In times of crisis, it’s more important than ever to check in on your friends and loved ones. Here at XPN, we’re Checking In With our extended musical family to see how they’re holding up during the Coronavirus quarantine…and what music has kept them grounded. Today, Dan Reed chats with Marcus King.

“It’s been one thing after the next,” said Marcus King when we reached him at his home in Nashville for our Checking In chat. Though he talked about how he’s creatively weathering the storm of COVID-19, we also talked a lot about his roots in the music scene of the Carolinas, about working with Dan Auerbach on his new album El Dorado, and the positive work ethic he took from it. “It’s still fun, too,” King says. “It doesn’t have to be ‘work,’ but you can get a lot of work done.”

Hear all that plus his music picks in the player below.

Checking In With Marcus King

Favorite Song of All Time: “I Just Wasn’t Made For These Times” by The Beach Boys

“It’s something that always resonated with me. Since I was a kid, I enjoyed the time and company I shared with my father or my grandfather. I felt more of a kindred spirit with them, and when I went over friends’ houses, I’d often times spend hours playing rummy with their parents and having conversations with them. I felt a little generationally in the wrong place.”

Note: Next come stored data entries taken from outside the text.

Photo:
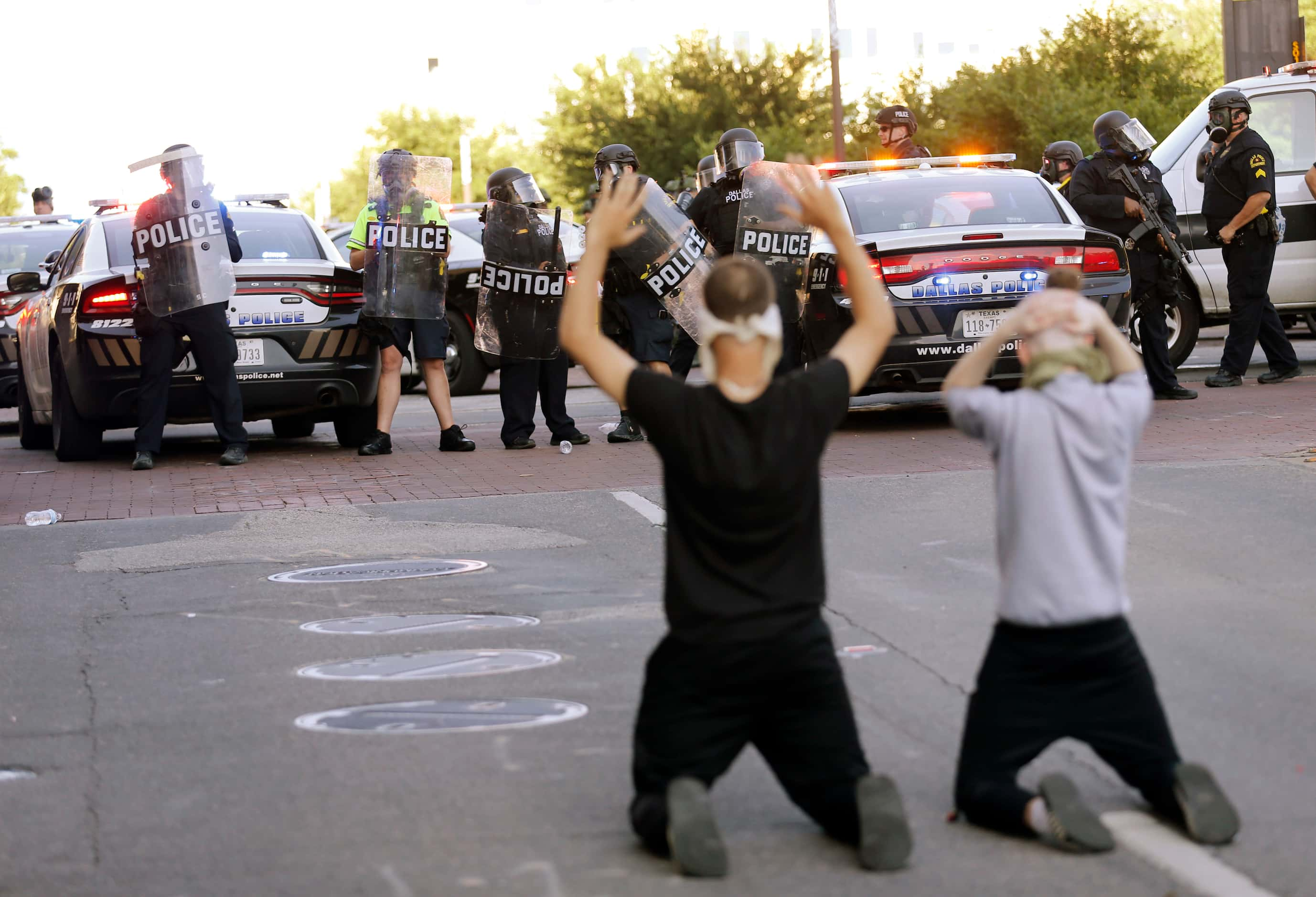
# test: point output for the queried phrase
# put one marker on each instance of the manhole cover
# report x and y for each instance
(416, 624)
(432, 664)
(378, 570)
(444, 716)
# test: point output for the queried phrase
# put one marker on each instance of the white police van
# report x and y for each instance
(1284, 112)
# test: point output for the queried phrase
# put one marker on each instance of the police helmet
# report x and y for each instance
(515, 187)
(738, 149)
(707, 171)
(1060, 152)
(899, 117)
(612, 158)
(394, 163)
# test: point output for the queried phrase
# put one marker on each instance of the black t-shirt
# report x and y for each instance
(744, 505)
(1239, 170)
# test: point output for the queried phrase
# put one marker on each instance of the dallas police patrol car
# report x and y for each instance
(27, 244)
(302, 358)
(1284, 112)
(959, 241)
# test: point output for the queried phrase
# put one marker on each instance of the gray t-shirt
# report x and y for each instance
(1064, 456)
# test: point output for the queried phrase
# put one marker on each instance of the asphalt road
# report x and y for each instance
(150, 683)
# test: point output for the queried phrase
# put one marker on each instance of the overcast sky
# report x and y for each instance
(278, 95)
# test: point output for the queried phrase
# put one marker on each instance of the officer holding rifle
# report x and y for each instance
(1120, 191)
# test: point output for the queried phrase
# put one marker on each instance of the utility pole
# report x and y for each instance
(837, 135)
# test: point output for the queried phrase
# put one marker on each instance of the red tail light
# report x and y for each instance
(1098, 259)
(111, 298)
(912, 269)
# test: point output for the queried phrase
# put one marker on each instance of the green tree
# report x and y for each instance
(432, 133)
(673, 111)
(11, 184)
(1130, 58)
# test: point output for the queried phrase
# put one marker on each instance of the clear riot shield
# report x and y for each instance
(407, 238)
(180, 244)
(771, 236)
(672, 258)
(523, 280)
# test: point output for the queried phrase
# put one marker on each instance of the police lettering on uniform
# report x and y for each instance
(524, 278)
(1099, 195)
(400, 241)
(649, 323)
(897, 127)
(1241, 217)
(185, 244)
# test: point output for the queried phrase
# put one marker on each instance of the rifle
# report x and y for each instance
(1152, 221)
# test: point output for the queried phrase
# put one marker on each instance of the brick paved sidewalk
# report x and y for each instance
(1251, 421)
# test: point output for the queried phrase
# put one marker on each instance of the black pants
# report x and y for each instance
(215, 350)
(703, 703)
(1152, 292)
(1252, 315)
(1041, 684)
(684, 350)
(519, 382)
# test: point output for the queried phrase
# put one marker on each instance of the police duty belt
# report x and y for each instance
(523, 282)
(792, 244)
(195, 225)
(414, 237)
(672, 273)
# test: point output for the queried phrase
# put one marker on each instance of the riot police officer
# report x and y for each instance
(897, 127)
(717, 214)
(1239, 207)
(649, 321)
(1107, 203)
(1060, 160)
(161, 336)
(522, 238)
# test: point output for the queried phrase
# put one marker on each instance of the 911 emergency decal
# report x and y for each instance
(420, 238)
(523, 282)
(674, 270)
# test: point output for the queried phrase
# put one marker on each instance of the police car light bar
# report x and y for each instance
(936, 162)
(260, 198)
(41, 219)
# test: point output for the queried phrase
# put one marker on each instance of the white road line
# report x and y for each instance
(1186, 862)
(648, 510)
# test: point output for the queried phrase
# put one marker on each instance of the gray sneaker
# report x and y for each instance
(696, 846)
(1074, 826)
(885, 838)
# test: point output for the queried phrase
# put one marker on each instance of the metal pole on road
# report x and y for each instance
(837, 135)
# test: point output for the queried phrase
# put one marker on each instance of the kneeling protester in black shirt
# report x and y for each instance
(745, 579)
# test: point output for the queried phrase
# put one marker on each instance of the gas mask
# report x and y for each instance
(745, 328)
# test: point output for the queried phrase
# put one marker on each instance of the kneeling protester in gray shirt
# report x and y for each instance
(1062, 661)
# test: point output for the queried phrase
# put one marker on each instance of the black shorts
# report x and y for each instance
(651, 328)
(428, 336)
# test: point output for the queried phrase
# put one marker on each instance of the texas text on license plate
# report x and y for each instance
(252, 353)
(982, 323)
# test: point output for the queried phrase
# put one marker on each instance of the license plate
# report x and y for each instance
(982, 323)
(250, 353)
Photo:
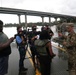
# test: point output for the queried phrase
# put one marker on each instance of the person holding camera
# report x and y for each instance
(21, 41)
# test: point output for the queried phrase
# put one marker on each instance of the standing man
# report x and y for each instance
(32, 36)
(70, 44)
(5, 50)
(21, 41)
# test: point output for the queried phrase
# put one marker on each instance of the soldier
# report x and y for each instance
(70, 44)
(32, 36)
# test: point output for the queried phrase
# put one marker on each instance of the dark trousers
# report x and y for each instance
(45, 64)
(22, 53)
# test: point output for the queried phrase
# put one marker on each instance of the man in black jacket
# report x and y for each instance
(5, 50)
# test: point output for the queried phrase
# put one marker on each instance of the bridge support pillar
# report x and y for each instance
(42, 20)
(50, 20)
(26, 21)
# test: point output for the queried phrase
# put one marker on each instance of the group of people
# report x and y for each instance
(70, 44)
(40, 47)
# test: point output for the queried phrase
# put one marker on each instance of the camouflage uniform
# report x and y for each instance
(71, 50)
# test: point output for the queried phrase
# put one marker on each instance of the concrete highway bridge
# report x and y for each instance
(20, 12)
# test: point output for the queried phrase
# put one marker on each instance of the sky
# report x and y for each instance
(66, 7)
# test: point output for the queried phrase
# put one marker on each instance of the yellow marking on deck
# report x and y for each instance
(37, 71)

Song that Raises Your Spirits: “Expecting To Fly” by Buffalo Springfield

“Neil Young is one of those cats who has almost reinvented himself a few times but he’s always maintained his essence as an artist, and has always been true to the craft. With this song, you can really feel that, in my opinion you can hear that. This song I always turn to it in a lot of down times.”

Song You’re Most Proud of Working On: “Goodbye Carolina” by The Marcus King Band

“We’re in the middle of a pandemic, a pandemic that musicians have been seeing for a good many years. We’ve been losing a lot of good ones due to mental illness, and we’ve been losing people for no good reason. I wrote this from the perspective of a friend of ours that didn’t make it through his battle with mental health. I wrote this from his perspective and it was the same time I was moving from South Carolina to Tennessee, and how strange that felt. It’s almost like a breakup song form your hometown but it’s also from perspective from our friend Matt Reynolds, we called him Curfew. It’s one of the heaviest tunes for me.”